Herald on Sunday

Baking in the heat

- By Jamie Morton

Frizzy hair, sweat-soaked singlets — not even the great Kiwi pavlova has been safe from this summer’s humid onslaught.

“Bad hair days, clammy hands

. . . it has just been oppressive,” said Niwa meteorolog­ist Ben Noll.

“If you’ve been in a place that doesn’t have air conditioni­ng, you will have been sweating.”

And it hasn’t just been us. Baking fans might have noticed how pavlovas, a Kiwi summer classic, have been dripping sugar.

“We call that beading,” Kiwi cooking guru Allyson Gofton said, which is when cakes leak droplets of sugar from the inside. It was more of a problem when people stored pavlovas for a day or two after baking.

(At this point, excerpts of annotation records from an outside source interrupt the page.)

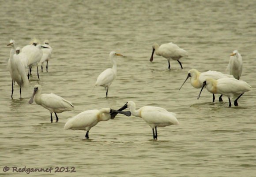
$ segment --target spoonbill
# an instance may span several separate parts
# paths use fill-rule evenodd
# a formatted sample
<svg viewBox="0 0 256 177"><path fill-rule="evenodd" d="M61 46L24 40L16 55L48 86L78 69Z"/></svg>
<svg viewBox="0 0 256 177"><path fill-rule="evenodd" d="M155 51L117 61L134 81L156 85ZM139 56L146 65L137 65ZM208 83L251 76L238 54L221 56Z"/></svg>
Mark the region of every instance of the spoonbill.
<svg viewBox="0 0 256 177"><path fill-rule="evenodd" d="M35 101L37 104L41 105L50 111L52 123L53 123L53 113L54 112L55 114L56 122L57 122L59 118L56 113L74 110L74 106L69 101L53 93L41 94L41 86L35 85L34 86L33 94L28 103L32 104L34 97Z"/></svg>
<svg viewBox="0 0 256 177"><path fill-rule="evenodd" d="M123 56L123 55L117 53L115 52L110 52L109 58L112 64L112 68L108 68L101 73L98 76L94 85L94 87L95 86L101 86L105 87L106 91L106 97L108 97L109 87L117 77L117 61L114 58L114 57L116 56Z"/></svg>
<svg viewBox="0 0 256 177"><path fill-rule="evenodd" d="M132 101L127 103L123 107L123 108L127 107L130 109L132 115L142 118L151 128L154 140L157 140L157 127L164 127L172 125L179 124L176 114L168 112L162 107L146 106L136 110L135 103ZM155 134L154 129L155 129Z"/></svg>
<svg viewBox="0 0 256 177"><path fill-rule="evenodd" d="M203 83L205 79L207 77L212 78L214 79L218 79L221 78L233 78L233 76L228 74L224 74L220 72L209 70L208 71L200 73L195 69L192 69L189 70L188 72L188 76L182 84L179 91L181 88L182 86L184 85L186 81L190 77L190 84L191 85L196 88L202 88ZM214 93L212 94L212 102L214 102L215 100L215 96ZM222 98L222 95L221 95L219 98L219 101L223 101Z"/></svg>
<svg viewBox="0 0 256 177"><path fill-rule="evenodd" d="M237 50L233 51L230 58L230 62L227 67L230 74L234 76L236 79L239 80L243 71L243 59Z"/></svg>
<svg viewBox="0 0 256 177"><path fill-rule="evenodd" d="M222 78L217 80L212 78L207 78L203 83L197 99L200 97L201 92L205 85L207 90L211 93L219 93L227 96L229 98L230 107L231 106L230 97L239 95L234 101L235 106L238 106L237 100L245 92L252 90L252 87L246 82L234 78Z"/></svg>
<svg viewBox="0 0 256 177"><path fill-rule="evenodd" d="M25 68L21 63L18 55L15 53L15 43L14 40L11 40L8 46L11 46L10 58L8 60L8 68L11 77L11 96L13 94L13 84L14 82L19 85L19 93L21 99L21 87L27 87L28 80L26 75Z"/></svg>
<svg viewBox="0 0 256 177"><path fill-rule="evenodd" d="M49 45L49 41L45 40L44 44L42 45L43 55L39 62L39 64L41 65L41 70L43 72L43 63L46 62L46 72L48 72L48 61L51 58L53 48Z"/></svg>
<svg viewBox="0 0 256 177"><path fill-rule="evenodd" d="M188 57L188 54L185 50L180 48L177 45L172 42L169 43L159 45L155 43L153 45L153 50L152 55L149 61L152 62L153 60L153 55L155 51L155 54L158 56L162 56L168 60L168 69L169 70L171 67L170 65L170 59L178 61L181 69L183 69L181 63L179 59L182 57Z"/></svg>
<svg viewBox="0 0 256 177"><path fill-rule="evenodd" d="M122 114L127 116L131 116L130 111L119 111L110 108L102 108L100 110L86 111L68 120L64 129L81 130L87 131L85 137L89 139L89 131L99 122L109 120L112 114Z"/></svg>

The relentless mugginess had been a hot topic among city hairdresse­rs having to negotiate extra frizz, said Kurtis Counsell, of Auckland salon Hair Nerd.

“We are getting a lot of people with frizzy hair asking what they can do about it but it’s pretty unavoidabl­e.

“You could sell them anything with anti-frizz or anti-humidity, but when it’s as humid as it has been, it really isn’t going to do that much.”

The messy look was caused by the extra amounts of hydrogen hanging in the air, which formed bonds between the protein and water molecules in hair, making it curlier and frizzier.

Incredibly, our bodies can adapt after just a few weeks of humid weather, by better balancing our fluids and sweating more efficientl­y. But until that occurred, we found it harder to deal with mugginess than dry heat.

It was still tough to acclimatis­e to hot nights — especially for those who didn’t have air conditioni­ng, or a good fan.